The UK’s rental market could face a significant squeeze in 2025 due to a predicted fall in lending to landlords, according to the mortgage lenders’ trade body, UK Finance. The organisation has described the outlook for the buy-to-let sector as “challenging” owing to extra taxes facing landlords, despite expectations that interest rates and mortgage rates will fall during the year.
Tenants Facing Intense Pressure
In recent years, tenants have faced significant pressure due to soaring rents and competition for available properties. While falling mortgage rates in the second half of this year had led to a “modest recovery” in the buy-to-let sector following a tough 2023, UK Finance predicts that extra stamp duty on the purchase of additional homes, as well as existing regulation and taxes, will cause activity to shrink in 2025.
The trade body has forecast a 7% drop in mortgage lending for buy-to-let purchases in 2025 compared with this year. This prediction is supported by the National Residential Landlords Association (NRLA), which has reported that 31% of landlords are planning to sell properties they rent out in the next two years due to extra cost pressures.
Rising Rental Costs and Affordability Concerns
According to property portal Zoopla, the average cost of renting in the UK has reached £1,270 a month, which is £270 per month more expensive than at the end of the coronavirus pandemic. This has led to calls from organisations like Generation Rent, which lobbies on behalf of renters, for more breathing space to be given to tenants facing cost-of-living pressures.
However, there are signs that the pace of rent rises has slowed as many tenants hit an affordability limit. This could provide some relief for renters, but the overall outlook for the rental market remains challenging.
Potential Hope for First-Time Buyers
While the rental market faces a difficult period ahead, there may be some hope for people who are stuck renting when they want to buy their first home. UK Finance expects falls in mortgage rates and rising wages to improve affordability for those buying a home in 2025, following a similar trend observed in late 2024.
The organisation has forecast a 10% rise in mortgage lending for house purchases next year, although some analysts have questioned this prediction as overly optimistic for lenders. As of March 2025, the average rate on a two-year fixed-rate mortgage is 5.47%, while a typical rate on a five-year deal is 5.25%, according to financial information service Moneyfacts.

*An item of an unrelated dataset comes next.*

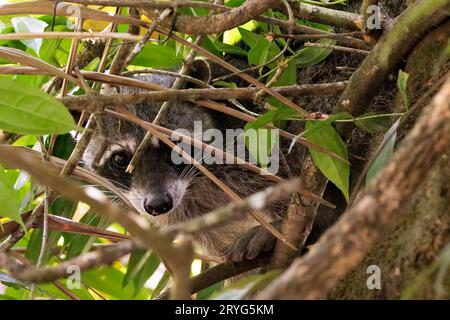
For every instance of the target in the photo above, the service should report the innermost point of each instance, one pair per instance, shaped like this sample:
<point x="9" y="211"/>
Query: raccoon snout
<point x="158" y="203"/>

Stamp Duty Changes and Market Volatility
The Nationwide, the UK’s biggest building society, has warned that stamp duty changes for many buyers in England and Northern Ireland could create a volatile housing market in the first half of 2025. Looking further ahead, UK Finance expects many people to again find it tough to afford to move or buy a new home in 2026, suggesting that the challenges facing the housing market are likely to persist.